As noted on Mac Rumors earlier, IBM will be introducing
G5-based blades in the same vein as their
P4 Xeon ones. Since IBM supports the Opteron and Itanium, I hope they're soon to follow. Imagine choosing any combination of 4 different CPU families in your blade center. How's that for business flexibility! (Now if Apple licenses Mac OS X Server to IBM, my dream comes true.)
One person claimed that Apple did a lot of assembly language hacking. Hardly! I'm sure the Apple sales people moved mountains to get those systems shipped on time not to mention the work done making drivers for the Infiniband cards, but the coding was mostly
one man working two months getting some software ported and various other libraries from people such as Professor Goto. I'm sure the other systems had as much, probably more, hacking done.
The Opteron is a horrible performer in this benchmark. This is one to rub in the face of anyone who blabs about Opteron, but please do it right. Simply put, the Rpeak of the 2Ghz G5 is twice that of the 2Ghz Opteron at 4Gflops/s vs 2Gflops/s. Note though that the Opteron may suffer less drop-off from the peak, but it's not going to be enough to make up for that factor of two. Certainly the Itanium 2 does and it has the same flops/Mhz and has less dropoff as the G5. The problem is, it peaks out at 1.5 Ghz. What then when faster 970's launch early next year and again see a big bump do to going 90nm?
BTW, Altivec/VMX/Velocity doesn't get involved here because it can't do double precision mult-adds. Whenever there is a something optimized for the Altivec, it's impressive (a Slashdotter mentioned the P4's performance at
distributed.net and had it thrown back in his face when
stats showed G5s outperformed them by a factor of 3 or more due to these programs being ideal cases for Altivec optimiation). Note that LINPACK (benchmark used by the Top500) is very dependant on network speed, which is why I keep mentioning the network when I mention the stats above.
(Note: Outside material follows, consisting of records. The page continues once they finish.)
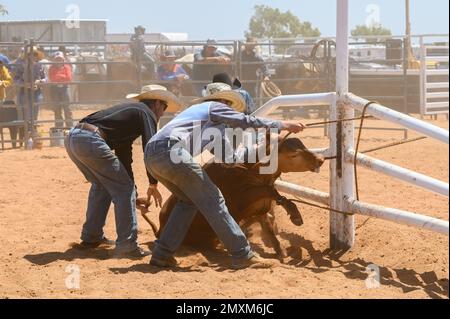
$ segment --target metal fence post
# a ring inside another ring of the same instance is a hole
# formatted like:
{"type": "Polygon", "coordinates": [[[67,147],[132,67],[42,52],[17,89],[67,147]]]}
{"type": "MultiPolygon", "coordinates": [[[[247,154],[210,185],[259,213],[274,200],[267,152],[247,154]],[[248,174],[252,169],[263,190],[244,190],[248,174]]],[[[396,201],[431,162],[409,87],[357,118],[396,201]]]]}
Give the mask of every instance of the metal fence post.
{"type": "Polygon", "coordinates": [[[34,82],[35,82],[35,78],[34,78],[34,39],[30,39],[30,51],[29,51],[29,55],[28,55],[28,65],[29,65],[29,86],[30,89],[28,90],[28,95],[29,95],[29,107],[30,107],[30,126],[31,126],[31,136],[34,136],[35,133],[35,117],[37,120],[37,117],[39,114],[37,114],[35,107],[34,107],[34,103],[36,102],[34,100],[34,82]],[[35,114],[36,113],[36,114],[35,114]]]}
{"type": "MultiPolygon", "coordinates": [[[[332,105],[332,119],[354,117],[352,108],[344,103],[348,93],[348,0],[337,0],[337,44],[336,44],[336,91],[332,105]]],[[[330,162],[330,206],[348,211],[348,199],[354,193],[354,173],[352,165],[345,161],[346,153],[353,149],[354,123],[339,122],[332,125],[331,149],[336,152],[336,160],[330,162]]],[[[354,217],[330,212],[330,247],[346,250],[353,246],[355,239],[354,217]]]]}

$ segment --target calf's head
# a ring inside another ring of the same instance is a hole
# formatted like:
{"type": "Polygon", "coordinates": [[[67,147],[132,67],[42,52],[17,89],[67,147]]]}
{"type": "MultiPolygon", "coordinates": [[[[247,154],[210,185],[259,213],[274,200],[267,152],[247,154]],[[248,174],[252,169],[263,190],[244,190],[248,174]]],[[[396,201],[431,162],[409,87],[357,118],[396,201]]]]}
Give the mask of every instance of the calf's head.
{"type": "Polygon", "coordinates": [[[286,139],[278,149],[278,165],[282,173],[318,173],[324,161],[323,156],[309,151],[298,138],[286,139]]]}

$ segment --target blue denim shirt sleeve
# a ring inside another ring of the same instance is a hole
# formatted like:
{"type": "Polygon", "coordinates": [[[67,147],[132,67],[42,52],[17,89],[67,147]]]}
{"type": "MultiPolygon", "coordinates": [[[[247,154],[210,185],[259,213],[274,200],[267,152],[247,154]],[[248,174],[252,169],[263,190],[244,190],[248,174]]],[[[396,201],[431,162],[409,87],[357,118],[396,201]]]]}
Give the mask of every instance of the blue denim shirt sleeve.
{"type": "Polygon", "coordinates": [[[253,112],[255,112],[256,111],[256,105],[255,105],[255,102],[253,101],[253,98],[250,95],[250,93],[248,93],[247,91],[242,90],[242,89],[238,89],[236,91],[239,92],[242,95],[242,97],[244,98],[244,100],[245,100],[245,105],[247,106],[245,114],[250,115],[253,112]]]}
{"type": "Polygon", "coordinates": [[[247,128],[266,128],[281,130],[282,124],[280,121],[272,121],[244,113],[237,112],[229,106],[222,103],[211,103],[209,109],[209,116],[212,122],[227,124],[230,127],[247,128]]]}

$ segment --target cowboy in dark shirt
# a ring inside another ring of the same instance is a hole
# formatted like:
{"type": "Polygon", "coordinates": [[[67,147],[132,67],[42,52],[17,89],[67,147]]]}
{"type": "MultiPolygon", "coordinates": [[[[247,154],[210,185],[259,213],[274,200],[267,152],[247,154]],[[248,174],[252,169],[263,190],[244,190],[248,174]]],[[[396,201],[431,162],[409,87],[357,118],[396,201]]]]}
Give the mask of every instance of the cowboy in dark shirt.
{"type": "Polygon", "coordinates": [[[270,77],[269,69],[265,65],[263,58],[260,57],[255,51],[257,44],[258,42],[256,41],[256,38],[248,37],[245,43],[245,50],[241,53],[241,80],[253,81],[250,83],[244,83],[243,88],[253,97],[257,97],[255,90],[257,85],[257,74],[262,73],[264,81],[269,80],[270,77]]]}
{"type": "Polygon", "coordinates": [[[205,86],[211,81],[214,74],[230,71],[230,58],[217,50],[217,42],[208,40],[201,52],[194,55],[192,79],[203,81],[194,85],[198,96],[202,95],[205,86]]]}
{"type": "MultiPolygon", "coordinates": [[[[156,133],[165,111],[176,112],[181,103],[159,85],[149,85],[140,94],[109,109],[91,114],[80,121],[66,138],[69,157],[92,184],[89,192],[86,222],[81,234],[81,247],[111,245],[104,237],[103,227],[111,202],[114,203],[117,240],[116,256],[144,257],[137,244],[136,186],[131,164],[132,145],[142,137],[145,145],[156,133]],[[114,152],[113,152],[114,151],[114,152]]],[[[147,172],[149,188],[147,205],[153,197],[161,206],[157,181],[147,172]]]]}

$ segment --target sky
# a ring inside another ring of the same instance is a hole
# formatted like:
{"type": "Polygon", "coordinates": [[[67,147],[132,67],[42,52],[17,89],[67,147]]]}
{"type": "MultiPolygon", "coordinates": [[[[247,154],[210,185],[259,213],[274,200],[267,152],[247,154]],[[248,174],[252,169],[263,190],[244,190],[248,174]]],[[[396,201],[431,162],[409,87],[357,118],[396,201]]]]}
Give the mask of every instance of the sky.
{"type": "MultiPolygon", "coordinates": [[[[448,34],[448,0],[410,0],[413,34],[448,34]]],[[[405,33],[404,0],[349,0],[350,28],[375,18],[394,35],[405,33]]],[[[62,19],[75,4],[81,19],[107,19],[108,33],[131,33],[136,25],[147,32],[188,33],[190,40],[243,39],[255,5],[290,10],[310,21],[323,36],[336,34],[335,0],[0,0],[5,20],[62,19]]],[[[73,11],[72,11],[73,12],[73,11]]]]}

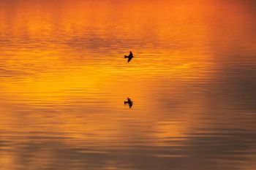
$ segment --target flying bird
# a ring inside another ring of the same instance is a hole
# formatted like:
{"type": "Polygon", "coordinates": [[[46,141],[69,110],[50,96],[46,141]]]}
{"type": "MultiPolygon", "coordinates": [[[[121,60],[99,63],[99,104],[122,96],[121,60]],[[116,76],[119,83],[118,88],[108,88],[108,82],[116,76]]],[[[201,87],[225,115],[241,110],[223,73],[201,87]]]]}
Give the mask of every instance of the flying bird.
{"type": "Polygon", "coordinates": [[[132,60],[132,58],[134,58],[132,51],[129,52],[129,54],[128,56],[124,55],[124,58],[128,58],[128,61],[127,61],[128,63],[132,60]]]}
{"type": "Polygon", "coordinates": [[[127,97],[127,101],[124,101],[124,104],[129,104],[129,107],[132,108],[133,102],[129,97],[127,97]]]}

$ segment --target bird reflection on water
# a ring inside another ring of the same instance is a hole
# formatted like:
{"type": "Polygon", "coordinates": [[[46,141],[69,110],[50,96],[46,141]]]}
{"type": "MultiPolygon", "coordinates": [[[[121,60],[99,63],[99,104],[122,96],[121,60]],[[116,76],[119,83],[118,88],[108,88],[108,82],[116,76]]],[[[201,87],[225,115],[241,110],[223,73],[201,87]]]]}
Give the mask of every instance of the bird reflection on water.
{"type": "Polygon", "coordinates": [[[127,97],[127,101],[124,101],[124,104],[129,104],[129,107],[132,108],[133,101],[129,97],[127,97]]]}

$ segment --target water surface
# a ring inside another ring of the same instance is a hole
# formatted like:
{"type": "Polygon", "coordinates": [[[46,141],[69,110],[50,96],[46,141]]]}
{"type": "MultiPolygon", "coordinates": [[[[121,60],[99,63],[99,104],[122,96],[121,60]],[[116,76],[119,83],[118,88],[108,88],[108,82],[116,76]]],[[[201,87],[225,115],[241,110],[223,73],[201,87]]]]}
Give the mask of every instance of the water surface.
{"type": "Polygon", "coordinates": [[[0,169],[255,169],[255,8],[1,0],[0,169]]]}

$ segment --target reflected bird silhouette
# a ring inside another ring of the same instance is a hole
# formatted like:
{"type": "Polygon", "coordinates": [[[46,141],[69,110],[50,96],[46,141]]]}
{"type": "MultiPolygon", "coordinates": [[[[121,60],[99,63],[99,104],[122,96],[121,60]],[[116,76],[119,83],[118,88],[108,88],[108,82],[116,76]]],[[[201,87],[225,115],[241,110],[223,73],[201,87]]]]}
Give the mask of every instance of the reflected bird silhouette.
{"type": "Polygon", "coordinates": [[[132,60],[132,58],[134,58],[132,51],[129,52],[129,54],[128,56],[124,55],[124,58],[128,58],[128,61],[127,61],[128,63],[132,60]]]}
{"type": "Polygon", "coordinates": [[[127,101],[124,101],[124,104],[129,104],[129,108],[132,108],[132,101],[129,98],[127,97],[127,101]]]}

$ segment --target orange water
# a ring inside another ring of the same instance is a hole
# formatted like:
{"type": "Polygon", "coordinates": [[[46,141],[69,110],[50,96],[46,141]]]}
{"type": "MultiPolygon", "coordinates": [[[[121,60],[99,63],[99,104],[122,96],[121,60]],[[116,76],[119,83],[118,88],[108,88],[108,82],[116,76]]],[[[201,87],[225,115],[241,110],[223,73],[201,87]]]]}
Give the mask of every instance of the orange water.
{"type": "Polygon", "coordinates": [[[255,169],[255,9],[1,0],[0,169],[255,169]]]}

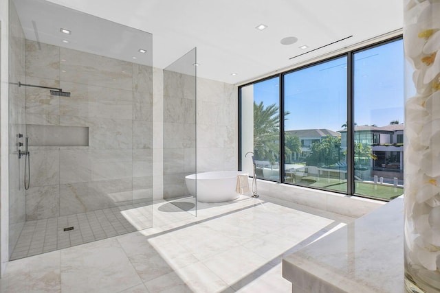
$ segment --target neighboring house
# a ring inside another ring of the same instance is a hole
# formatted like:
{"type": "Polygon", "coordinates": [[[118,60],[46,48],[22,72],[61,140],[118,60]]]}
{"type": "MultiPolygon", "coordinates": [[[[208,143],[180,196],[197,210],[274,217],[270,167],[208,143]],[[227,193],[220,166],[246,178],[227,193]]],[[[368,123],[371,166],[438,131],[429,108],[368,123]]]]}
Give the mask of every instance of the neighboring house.
{"type": "MultiPolygon", "coordinates": [[[[390,176],[384,172],[399,172],[393,176],[403,178],[404,169],[404,124],[386,126],[355,127],[355,143],[366,144],[377,158],[371,160],[373,175],[390,176]]],[[[346,149],[346,129],[340,130],[341,145],[346,149]]]]}
{"type": "Polygon", "coordinates": [[[320,142],[328,135],[332,137],[340,137],[341,134],[329,129],[302,129],[299,130],[287,130],[289,133],[300,139],[301,143],[301,153],[294,153],[292,156],[295,161],[300,159],[305,159],[310,154],[311,145],[314,143],[320,142]]]}

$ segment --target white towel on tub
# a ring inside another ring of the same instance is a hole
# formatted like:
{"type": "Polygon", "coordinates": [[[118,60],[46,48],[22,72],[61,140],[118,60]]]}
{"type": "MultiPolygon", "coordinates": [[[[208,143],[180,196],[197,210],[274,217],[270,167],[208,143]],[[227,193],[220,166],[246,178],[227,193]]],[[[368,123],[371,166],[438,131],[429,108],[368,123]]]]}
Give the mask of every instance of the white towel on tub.
{"type": "Polygon", "coordinates": [[[248,174],[240,174],[236,176],[236,189],[239,194],[244,194],[249,192],[249,181],[248,174]]]}

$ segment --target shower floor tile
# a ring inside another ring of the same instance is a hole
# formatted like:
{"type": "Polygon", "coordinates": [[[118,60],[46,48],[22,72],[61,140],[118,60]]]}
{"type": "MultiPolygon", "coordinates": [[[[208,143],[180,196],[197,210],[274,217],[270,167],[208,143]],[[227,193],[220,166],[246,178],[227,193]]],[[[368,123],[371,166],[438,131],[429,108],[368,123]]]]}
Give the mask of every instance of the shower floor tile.
{"type": "Polygon", "coordinates": [[[118,236],[150,228],[152,225],[151,205],[140,202],[27,221],[10,260],[118,236]],[[69,227],[74,228],[64,231],[69,227]]]}
{"type": "MultiPolygon", "coordinates": [[[[106,231],[121,228],[113,220],[100,222],[109,211],[30,222],[16,255],[38,248],[42,237],[34,238],[32,231],[37,224],[42,233],[46,228],[43,252],[68,248],[10,261],[0,292],[288,293],[292,283],[282,277],[283,258],[353,220],[263,196],[197,202],[197,217],[179,208],[189,207],[182,202],[155,201],[153,227],[107,239],[106,231]],[[58,231],[62,221],[78,222],[80,232],[58,231]],[[46,241],[50,223],[56,242],[46,241]],[[87,237],[103,239],[69,247],[87,237]]],[[[122,227],[135,229],[142,217],[151,222],[148,209],[111,211],[122,227]]]]}

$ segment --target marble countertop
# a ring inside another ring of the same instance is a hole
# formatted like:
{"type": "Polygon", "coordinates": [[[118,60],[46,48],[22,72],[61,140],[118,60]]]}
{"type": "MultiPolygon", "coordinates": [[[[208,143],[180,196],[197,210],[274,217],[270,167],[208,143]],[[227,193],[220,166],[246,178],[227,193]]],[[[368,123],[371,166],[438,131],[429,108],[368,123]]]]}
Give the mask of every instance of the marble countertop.
{"type": "Polygon", "coordinates": [[[295,292],[402,293],[404,200],[376,209],[283,260],[295,292]]]}

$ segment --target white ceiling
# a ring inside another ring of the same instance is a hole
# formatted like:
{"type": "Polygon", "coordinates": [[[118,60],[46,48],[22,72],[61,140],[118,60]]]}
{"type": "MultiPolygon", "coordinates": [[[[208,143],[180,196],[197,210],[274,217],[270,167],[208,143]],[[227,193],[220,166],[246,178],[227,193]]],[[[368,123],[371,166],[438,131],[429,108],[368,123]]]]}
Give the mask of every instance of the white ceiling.
{"type": "MultiPolygon", "coordinates": [[[[398,30],[403,22],[402,0],[50,1],[153,34],[155,67],[197,47],[197,75],[232,84],[398,30]],[[268,27],[257,30],[261,23],[268,27]],[[298,40],[281,45],[287,36],[298,40]],[[309,48],[301,50],[302,45],[309,48]]],[[[54,26],[63,27],[52,16],[54,26]]]]}

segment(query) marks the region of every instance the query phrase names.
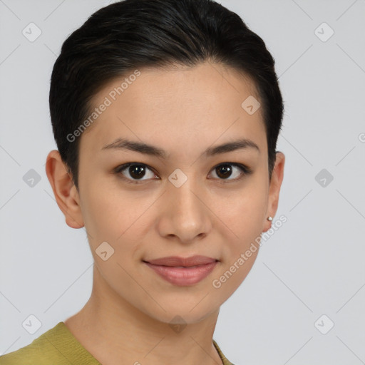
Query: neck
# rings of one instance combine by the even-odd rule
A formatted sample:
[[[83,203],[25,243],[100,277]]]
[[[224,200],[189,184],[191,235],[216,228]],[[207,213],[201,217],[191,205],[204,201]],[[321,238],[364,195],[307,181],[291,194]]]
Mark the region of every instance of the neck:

If you can use Altivec, the G5 usually beats the Opteron, which beats the G5 for non-vectorizeable integer performance. I still think the Opteron is probably the best web server chip around and perhaps the best price/performance database chip, if that means anything.
Finally, heat isn't an issue. First, the 2Ghz G5 generates 47 watts of heat which is half that of the P4 @ 3Ghz. Second, IBM introducing G5 blades shows that heat isn't an issue. The problem for Virginia was that IBM, even though it was the first choice, wouldn't have had a machine ready in time for the Fall 500. By the stiff competition for #3-6 (all new machines), you can see why it was important to that they ship this year.
I don't know what the "self-made" thing means, but I don't think it's related to cost, like some pundits claim. Remember, Apple beat out all other bids tendered using the list price by a factor of two. The only bid in question was the Dell Itanium system that fell through when "Dell was exploring pricing options" whatever that means (IMO, it probably means Dell knows nothing about building clusters based
on 64 bit chips and should stick to ripping people off on their 32 bit systems no matter how desperate they were to undercut Apple).
Finally, with a little wryness, I think Apple needs to give a big thank you to Intel, Dell, HP, IBM, and Sun for creating
infiniband and making Apple's entry into the supercomputer marketplace possible.
* Note $4.2 million is probably the education list price when spec'd with 2GB and accounting for spare machines. The actual list price for 1100 machines is around $4.4 million.